Dalam interaksi sosial, tidak jarang kita menemui konflik dengan orang lain. Salah satu penyebab terjadinya konflik bisa jadi karena kita tidak mengenal dengan baik kepribadian orang tersebut. Oleh karena itu, penting bagi kita untuk memahami kepribadian orang lain. Demi terciptanya hubungan yang harmonis, baik itu hubungan pertemanan, hubungan di dalam dunia kerja, hubungan keluarga dan hubungan dengan pasangan.

Mari belajar memahami kepribadian orang lain!

Untuk memahami kepribadian orang lain, sebelumnya kita harus tau dulu apa sih kepribadian itu?

Pada intinya kepribadian adalah pola khas seseorang dalam berpikir, merasa dan bertingkah laku yang relatif stabil dalam merespon suatu situasi.

Di dunia psikologi, ada banyak teori tentang macam-macam kepribadian manusia.
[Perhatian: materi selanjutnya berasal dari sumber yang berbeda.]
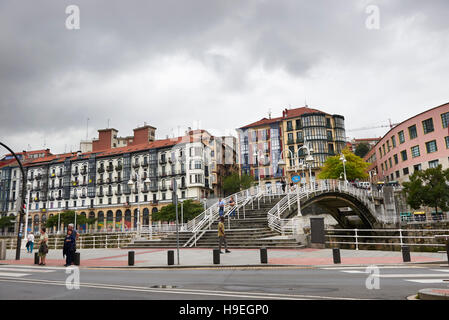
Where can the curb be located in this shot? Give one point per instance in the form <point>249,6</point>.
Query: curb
<point>433,294</point>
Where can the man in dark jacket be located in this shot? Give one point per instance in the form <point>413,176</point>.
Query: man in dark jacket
<point>69,248</point>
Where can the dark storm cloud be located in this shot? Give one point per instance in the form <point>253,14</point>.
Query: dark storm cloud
<point>43,65</point>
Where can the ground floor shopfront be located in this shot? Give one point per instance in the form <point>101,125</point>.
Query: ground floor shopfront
<point>117,218</point>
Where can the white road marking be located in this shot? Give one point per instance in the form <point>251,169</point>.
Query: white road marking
<point>25,269</point>
<point>233,294</point>
<point>410,275</point>
<point>380,267</point>
<point>428,280</point>
<point>8,274</point>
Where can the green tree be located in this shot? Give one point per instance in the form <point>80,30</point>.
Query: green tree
<point>428,188</point>
<point>235,183</point>
<point>362,149</point>
<point>69,217</point>
<point>355,167</point>
<point>6,222</point>
<point>168,213</point>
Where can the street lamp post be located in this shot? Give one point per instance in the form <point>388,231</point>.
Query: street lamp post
<point>309,160</point>
<point>130,184</point>
<point>27,211</point>
<point>258,157</point>
<point>343,159</point>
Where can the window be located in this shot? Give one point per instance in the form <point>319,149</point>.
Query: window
<point>404,155</point>
<point>412,132</point>
<point>415,152</point>
<point>431,146</point>
<point>433,164</point>
<point>445,119</point>
<point>428,125</point>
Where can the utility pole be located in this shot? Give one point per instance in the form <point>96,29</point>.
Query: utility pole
<point>21,212</point>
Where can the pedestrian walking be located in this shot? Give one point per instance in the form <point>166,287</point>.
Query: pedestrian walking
<point>68,250</point>
<point>232,204</point>
<point>222,236</point>
<point>221,205</point>
<point>43,246</point>
<point>30,242</point>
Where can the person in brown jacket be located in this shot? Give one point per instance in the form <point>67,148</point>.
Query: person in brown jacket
<point>222,235</point>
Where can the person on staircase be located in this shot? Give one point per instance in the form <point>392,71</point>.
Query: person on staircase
<point>222,236</point>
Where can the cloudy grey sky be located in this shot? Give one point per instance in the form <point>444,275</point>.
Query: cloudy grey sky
<point>216,64</point>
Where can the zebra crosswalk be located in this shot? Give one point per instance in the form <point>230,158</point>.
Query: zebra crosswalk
<point>19,271</point>
<point>414,274</point>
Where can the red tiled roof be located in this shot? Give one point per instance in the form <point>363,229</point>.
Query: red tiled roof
<point>293,113</point>
<point>286,114</point>
<point>262,122</point>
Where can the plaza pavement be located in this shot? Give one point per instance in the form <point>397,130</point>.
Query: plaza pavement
<point>202,257</point>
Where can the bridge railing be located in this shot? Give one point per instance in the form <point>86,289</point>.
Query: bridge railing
<point>388,237</point>
<point>295,195</point>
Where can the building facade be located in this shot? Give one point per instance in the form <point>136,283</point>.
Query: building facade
<point>417,143</point>
<point>97,184</point>
<point>264,143</point>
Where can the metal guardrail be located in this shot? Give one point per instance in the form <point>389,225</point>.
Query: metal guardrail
<point>360,234</point>
<point>292,226</point>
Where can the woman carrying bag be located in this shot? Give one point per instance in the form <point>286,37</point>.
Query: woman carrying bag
<point>43,247</point>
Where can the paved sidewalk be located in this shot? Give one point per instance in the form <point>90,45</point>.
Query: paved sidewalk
<point>199,257</point>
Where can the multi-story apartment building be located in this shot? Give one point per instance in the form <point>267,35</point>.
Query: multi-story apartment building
<point>262,144</point>
<point>97,184</point>
<point>417,143</point>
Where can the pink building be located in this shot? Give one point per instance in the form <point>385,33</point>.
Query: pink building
<point>417,143</point>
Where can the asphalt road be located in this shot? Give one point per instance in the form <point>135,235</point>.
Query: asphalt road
<point>346,283</point>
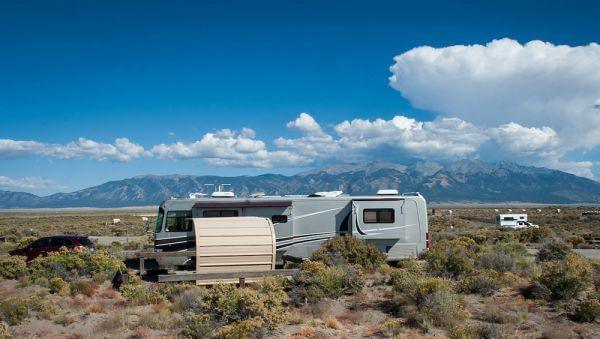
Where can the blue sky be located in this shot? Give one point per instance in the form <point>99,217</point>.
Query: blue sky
<point>166,72</point>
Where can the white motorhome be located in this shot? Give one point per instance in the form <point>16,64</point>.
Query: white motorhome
<point>396,224</point>
<point>514,221</point>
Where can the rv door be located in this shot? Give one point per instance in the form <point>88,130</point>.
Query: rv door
<point>392,225</point>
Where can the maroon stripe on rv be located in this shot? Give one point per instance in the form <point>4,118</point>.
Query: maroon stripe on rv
<point>243,204</point>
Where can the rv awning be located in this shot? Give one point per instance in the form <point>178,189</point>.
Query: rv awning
<point>243,204</point>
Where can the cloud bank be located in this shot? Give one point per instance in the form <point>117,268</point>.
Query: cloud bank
<point>27,183</point>
<point>532,84</point>
<point>122,150</point>
<point>534,103</point>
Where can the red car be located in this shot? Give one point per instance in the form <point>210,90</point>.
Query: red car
<point>46,245</point>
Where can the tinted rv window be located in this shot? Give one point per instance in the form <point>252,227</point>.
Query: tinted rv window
<point>378,216</point>
<point>220,213</point>
<point>179,221</point>
<point>279,219</point>
<point>159,218</point>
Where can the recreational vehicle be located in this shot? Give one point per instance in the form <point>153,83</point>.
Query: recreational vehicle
<point>396,224</point>
<point>513,221</point>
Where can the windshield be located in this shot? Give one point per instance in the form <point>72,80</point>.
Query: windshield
<point>159,218</point>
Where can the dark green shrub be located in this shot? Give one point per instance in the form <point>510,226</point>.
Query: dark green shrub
<point>70,265</point>
<point>434,298</point>
<point>4,332</point>
<point>198,326</point>
<point>230,304</point>
<point>568,277</point>
<point>536,290</point>
<point>575,241</point>
<point>12,267</point>
<point>480,331</point>
<point>350,250</point>
<point>497,261</point>
<point>534,235</point>
<point>85,287</point>
<point>245,329</point>
<point>587,311</point>
<point>315,282</point>
<point>553,250</point>
<point>484,282</point>
<point>58,286</point>
<point>452,257</point>
<point>142,294</point>
<point>13,310</point>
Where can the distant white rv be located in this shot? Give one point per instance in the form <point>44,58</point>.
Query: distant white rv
<point>514,221</point>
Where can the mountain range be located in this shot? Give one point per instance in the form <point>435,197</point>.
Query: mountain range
<point>464,181</point>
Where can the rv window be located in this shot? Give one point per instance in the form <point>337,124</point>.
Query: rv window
<point>378,216</point>
<point>159,218</point>
<point>279,219</point>
<point>179,221</point>
<point>220,213</point>
<point>43,242</point>
<point>59,242</point>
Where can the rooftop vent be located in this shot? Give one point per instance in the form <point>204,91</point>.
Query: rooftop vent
<point>387,192</point>
<point>327,194</point>
<point>223,195</point>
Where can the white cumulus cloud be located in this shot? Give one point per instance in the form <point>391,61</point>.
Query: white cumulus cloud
<point>28,183</point>
<point>527,141</point>
<point>121,150</point>
<point>229,148</point>
<point>532,84</point>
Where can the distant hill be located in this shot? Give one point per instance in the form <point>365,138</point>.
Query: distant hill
<point>462,182</point>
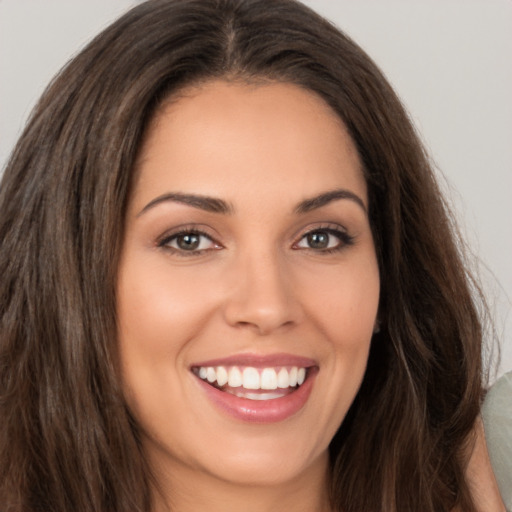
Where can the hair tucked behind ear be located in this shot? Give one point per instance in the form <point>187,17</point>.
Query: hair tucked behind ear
<point>67,441</point>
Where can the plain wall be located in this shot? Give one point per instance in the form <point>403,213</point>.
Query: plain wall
<point>450,61</point>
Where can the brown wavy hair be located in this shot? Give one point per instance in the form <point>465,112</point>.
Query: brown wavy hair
<point>67,439</point>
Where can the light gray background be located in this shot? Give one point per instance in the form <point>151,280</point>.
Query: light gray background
<point>450,61</point>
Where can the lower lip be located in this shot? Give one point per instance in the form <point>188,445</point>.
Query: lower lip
<point>260,411</point>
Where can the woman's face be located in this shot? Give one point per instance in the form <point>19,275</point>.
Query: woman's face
<point>248,283</point>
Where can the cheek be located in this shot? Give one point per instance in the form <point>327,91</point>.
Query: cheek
<point>160,309</point>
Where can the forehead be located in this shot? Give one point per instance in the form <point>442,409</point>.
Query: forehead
<point>225,139</point>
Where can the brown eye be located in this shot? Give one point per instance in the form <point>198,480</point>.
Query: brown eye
<point>191,242</point>
<point>318,240</point>
<point>188,241</point>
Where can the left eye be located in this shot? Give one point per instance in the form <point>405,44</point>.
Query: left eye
<point>189,241</point>
<point>322,239</point>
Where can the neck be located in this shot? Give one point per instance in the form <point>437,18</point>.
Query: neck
<point>189,490</point>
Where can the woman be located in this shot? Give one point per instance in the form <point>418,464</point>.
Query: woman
<point>229,280</point>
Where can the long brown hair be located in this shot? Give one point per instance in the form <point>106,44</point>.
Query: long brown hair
<point>67,440</point>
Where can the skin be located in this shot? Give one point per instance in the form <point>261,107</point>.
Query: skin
<point>261,149</point>
<point>256,286</point>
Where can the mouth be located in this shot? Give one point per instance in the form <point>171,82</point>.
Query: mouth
<point>261,389</point>
<point>268,383</point>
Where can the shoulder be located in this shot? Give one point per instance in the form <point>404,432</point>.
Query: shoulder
<point>497,416</point>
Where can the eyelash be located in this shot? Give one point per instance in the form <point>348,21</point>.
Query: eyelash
<point>345,240</point>
<point>167,239</point>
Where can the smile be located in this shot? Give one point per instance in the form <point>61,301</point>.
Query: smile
<point>252,383</point>
<point>256,388</point>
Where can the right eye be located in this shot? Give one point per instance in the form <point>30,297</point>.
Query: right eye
<point>192,242</point>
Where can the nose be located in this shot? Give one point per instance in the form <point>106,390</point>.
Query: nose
<point>261,295</point>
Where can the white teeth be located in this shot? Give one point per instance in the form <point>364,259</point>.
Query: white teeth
<point>283,380</point>
<point>293,376</point>
<point>269,378</point>
<point>211,375</point>
<point>251,378</point>
<point>222,375</point>
<point>235,378</point>
<point>254,379</point>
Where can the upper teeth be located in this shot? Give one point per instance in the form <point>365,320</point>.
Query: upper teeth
<point>253,378</point>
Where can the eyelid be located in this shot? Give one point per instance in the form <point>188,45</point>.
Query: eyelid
<point>333,229</point>
<point>164,240</point>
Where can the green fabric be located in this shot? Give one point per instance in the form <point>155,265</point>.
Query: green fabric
<point>497,416</point>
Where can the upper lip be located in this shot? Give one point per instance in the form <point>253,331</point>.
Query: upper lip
<point>259,361</point>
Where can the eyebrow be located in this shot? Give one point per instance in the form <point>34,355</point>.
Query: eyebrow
<point>327,197</point>
<point>215,205</point>
<point>206,203</point>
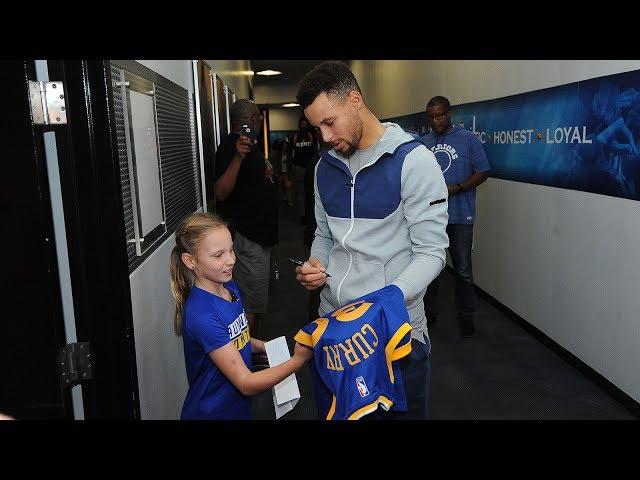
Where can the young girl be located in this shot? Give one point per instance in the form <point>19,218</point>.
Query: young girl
<point>210,317</point>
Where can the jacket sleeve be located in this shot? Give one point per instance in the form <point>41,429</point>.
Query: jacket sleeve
<point>425,202</point>
<point>323,241</point>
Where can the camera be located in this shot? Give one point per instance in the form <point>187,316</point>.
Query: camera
<point>247,131</point>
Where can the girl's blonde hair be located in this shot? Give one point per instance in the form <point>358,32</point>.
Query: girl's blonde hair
<point>188,234</point>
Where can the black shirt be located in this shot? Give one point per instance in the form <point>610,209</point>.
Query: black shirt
<point>252,207</point>
<point>304,148</point>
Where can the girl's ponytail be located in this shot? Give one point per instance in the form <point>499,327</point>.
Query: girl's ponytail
<point>190,231</point>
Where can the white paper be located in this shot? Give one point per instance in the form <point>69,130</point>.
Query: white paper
<point>286,393</point>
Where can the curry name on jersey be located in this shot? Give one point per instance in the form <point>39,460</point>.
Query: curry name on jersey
<point>355,352</point>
Ada yang membedakan kepribadian berdasarkan cara mendapatkan source of energy-nya, yaitu introvert, ekstrovert dan ambivert.

Ada yang membedakan kepribadian menjadi enam belas tipe kepribadian berdasarkan cara pandang dan cara mengambil keputusan, yang kita kenal sebagai MBTI theory.

Dan yang paling populer adalah teori yang membedakan kepribadian berdasarkan karakter dasarnya, yaitu sanguinis, koleris, melankolis dan plegmatis.

Bagi Anda yang selalu bersemangat, senang menjadi pusat perhatian, suka berbicara, ramah dan menyenangi kondisi yang ramai, maka Anda termasuk orang dengan kepribadian sanguinis.

Untuk Anda yang suka memimpin, optimis, tegas, tidak mudah menyerah namun cenderung emosional, dapat dipastikan Anda adalah bagian dari orang-orang koleris.

Sedangkan jika Anda yang cenderung rapih, teratur, perfeksionis, dan lebih sensitif, Anda termasuk tipe kepribadian melankolis.

Dan yang terakhir, Anda bisa dikatakan orang plegmatis jika cenderung suka mengalah, menghindari konflik, sabar dan memiliki toleransi yang tinggi.

Pada kenyataannya, seseorang bisa memiliki lebih dari satu tipe kepribadian namun tetap ada yang lebih dominan.

Setelah kita mengetahui tipe kepribadian manusia, kita bisa mengamati perilaku orang-orang di sekitar kita. Kita lebih bisa menempatkan diri dan mengetahui bagaimana cara memperlakukan orang lain sesuai dengan karakternya.

Contohnya, jika kita berbicara dengan orang melankolis, karena pada dasarnya orang melankolis teratur dan lambat dalam mengambil keputusan. Maka cobalah berbicara dengan sopan, sistematis, rinci dan jangan pernah mendesak untuk mengambil keputusan.

Selain bisa memperlakukan orang lain dengan lebih tepat, manfaat lain yang bisa kita dapat dari memahami kepribadian orang lain adalah dapat menghindari kesalah pahaman.

Kita juga bisa mengurangi konflik, membantu dalam menyelesaikan masalah, memudahkan membaca situasi, dan lain-lain.

Dengan memahami kepribadian orang lain, kita bisa lebih bijak dalam berinteraksi sosial yang nantinya dapat menciptakan hubungan yang lebih baik dengan orang lain.